Department of Pathophysiology, College of Basic Medical Science, China Medical University, Shenyang 110122, Liaoning Province, PR China.
Department of Intelligent Computation, School of Intelligent Medicine, China Medical University, Shenyang 110122, Liaoning Province, PR China.
Cell Signal. 2024 Jun;118:111151. doi: 10.1016/j.cellsig.2024.111151. Epub 2024 Mar 22.

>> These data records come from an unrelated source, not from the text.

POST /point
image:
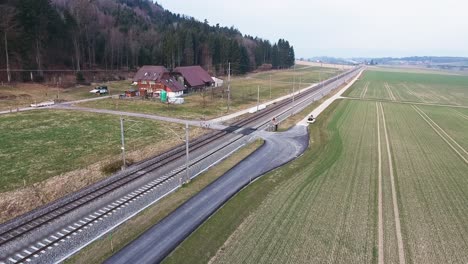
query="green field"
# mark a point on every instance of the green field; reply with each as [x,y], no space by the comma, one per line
[382,182]
[24,94]
[213,103]
[38,145]
[412,87]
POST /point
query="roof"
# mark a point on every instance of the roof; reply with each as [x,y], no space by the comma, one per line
[149,73]
[194,75]
[172,83]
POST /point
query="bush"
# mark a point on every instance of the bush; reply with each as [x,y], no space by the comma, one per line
[79,77]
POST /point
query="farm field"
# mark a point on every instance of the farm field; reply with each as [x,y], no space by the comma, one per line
[24,94]
[387,186]
[412,87]
[57,152]
[213,104]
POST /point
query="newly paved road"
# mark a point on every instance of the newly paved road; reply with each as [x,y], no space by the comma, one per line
[161,239]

Chemoresistance poses a significant obstacle to the treatment of breast cancer patients. The increased capacity of DNA damage repair is one of the mechanisms underlying chemoresistance. Bioinformatic analyses showed that E2F8 was associated with cell cycle progression and homologous recombination (HR) repair of DNA double-strand breaks (DSBs) in breast cancer. E2F8 knockdown suppressed cell growth and attenuated HR repair. Accordingly, E2F8 knockdown sensitized cancer cells to Adriamycin and Cisplatin. Centromere protein L (CENPL) is a transcriptional target by E2F8. CENPL overexpression in E2F8-knockdowned cells recovered at least in part the effect of E2F8 on DNA damage repair and chemotherapy sensitivity. Consistently, CENPL knockdown impaired DNA damage repair and sensitized cancer cells to DNA-damaging drugs. These findings demonstrate that targeting E2F8-CENPL pathway is a potential approach to overcoming chemoresistance.
化学耐药性是乳腺癌患者治疗的重大障碍。DNA 损伤修复能力的增加是化学耐药性的机制之一。生物信息学分析表明,E2F8 与乳腺癌细胞周期进程和同源重组(HR)修复 DNA 双链断裂(DSBs)有关。E2F8 敲低抑制细胞生长并减弱 HR 修复。因此,E2F8 敲低使癌细胞对阿霉素和顺铂敏感。着丝粒蛋白 L(CENPL)是 E2F8 的转录靶标。E2F8 敲低细胞中 CENPL 的过表达至少部分恢复了 E2F8 对 DNA 损伤修复和化疗敏感性的作用。一致地,CENPL 敲低损害 DNA 损伤修复并使癌细胞对 DNA 损伤药物敏感。这些发现表明,靶向 E2F8-CENPL 途径是克服化学耐药性的一种潜在方法。